Anchoring the menu are those aforementioned big steaks and chops, ranging from a 32-ounce Tuscan porterhouse for two ($75) to a 16-ounce veal chop topped with wild mushrooms, prosciutto and a sage crema ($32). Wood-grill offerings are surrounded by a full compliment of hand-crafted pastas and antipasti, with many dishes representing the winter-driven flavors of the moment — butternut squash ravioli ($21), pasta filled with roasted beets and Tuscan kale ($19). Others recall stalwart ingredients from the Italian lexicon —arancini, focaccia, and gnocchi — but with Palladino’s modern touches.

“We change the menu seasonally and often. Right now we are in the winter menu, and this will even change sometime after the New Year,” Palladino explained regarding construction of the menu. “I lived all over the boot. It’s very regional and I love all different areas of Italian cuisine.

“In wintertime, we head toward more northern-style cuisine. Summertime, we head to the coasts all around the boot — Sicily, Venice and Puglia — all of those influences. Wintertime, it is more toward Piemonte, Friuli, that style of cuisine.”

Palladino speaks with confident ease discussing Italy’s regions and cuisine, without question the product of a two-year term as executive chef and partner of Venice’s acclaimed Ristorante al Covo in addition to several sabbaticals that immersed him in the culture. One of these came as recently as this fall and resulted in additions to the wine list.

On the interior, the biggest surprise is the 12-foot bar, set up facing the avenue to allow for people watching through accordion-style windows. Marble and mahogany, it leads directly into the wide open kitchen to let one catch the chef’s team at work, so it may contain the 18-best seats in the house. Three 60-inch TVs hover above the rows of liquor bottles. It all adds up to a more developed bar experience than many may have imagined, something Palladino had an eye on all along.

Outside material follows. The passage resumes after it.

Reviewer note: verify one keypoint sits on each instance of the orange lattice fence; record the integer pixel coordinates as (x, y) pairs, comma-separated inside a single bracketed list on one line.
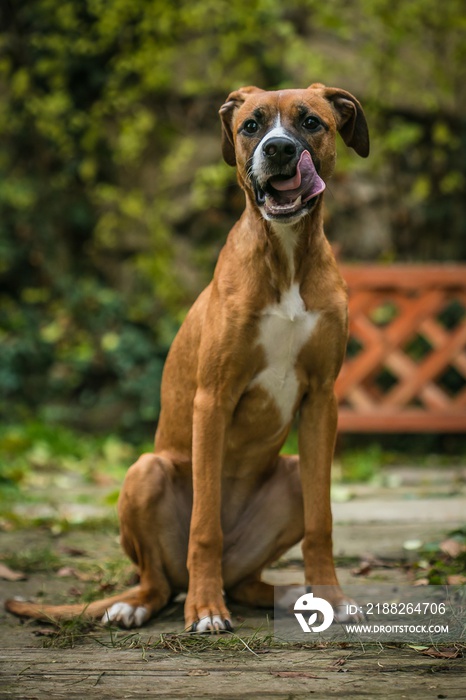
[(406, 362)]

“We’re working on some happy hour things, and what we are going to do for football, the Eagles games — opening early with some specials on the bar menu with beers and stuff. We definitely want people to come in here and start watching some games,” Palladino explained. “We’re the only spot on the avenue really that has a great TV presence. It’s going to be a cool place to hang and have fun, and we have an amazing sound system.”

The bar menu matches this vision, as it offers potato skins, an eight-ounce wood grilled burger and calamari to go with price points of $9, $14 and $12, respectively.

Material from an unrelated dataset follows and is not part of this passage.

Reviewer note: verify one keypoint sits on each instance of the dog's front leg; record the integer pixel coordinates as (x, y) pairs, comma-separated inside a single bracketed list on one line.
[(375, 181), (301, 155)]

Overall, Palladino’s presents an energetic vibe that comfortably supports fine dining as well as game-time noshing. Upon entry, the eye moves first to the buzz of the kitchen and shiny bar space before settling onto the dimmer hanging lights that dangle over the cozy dining area set in the back. Perhaps the final major puzzle piece of the always-rousing restaurant scene on the avenue, Palladino’s feels right at home with firm placement at the intersection of foodie destination and crowd pleaser.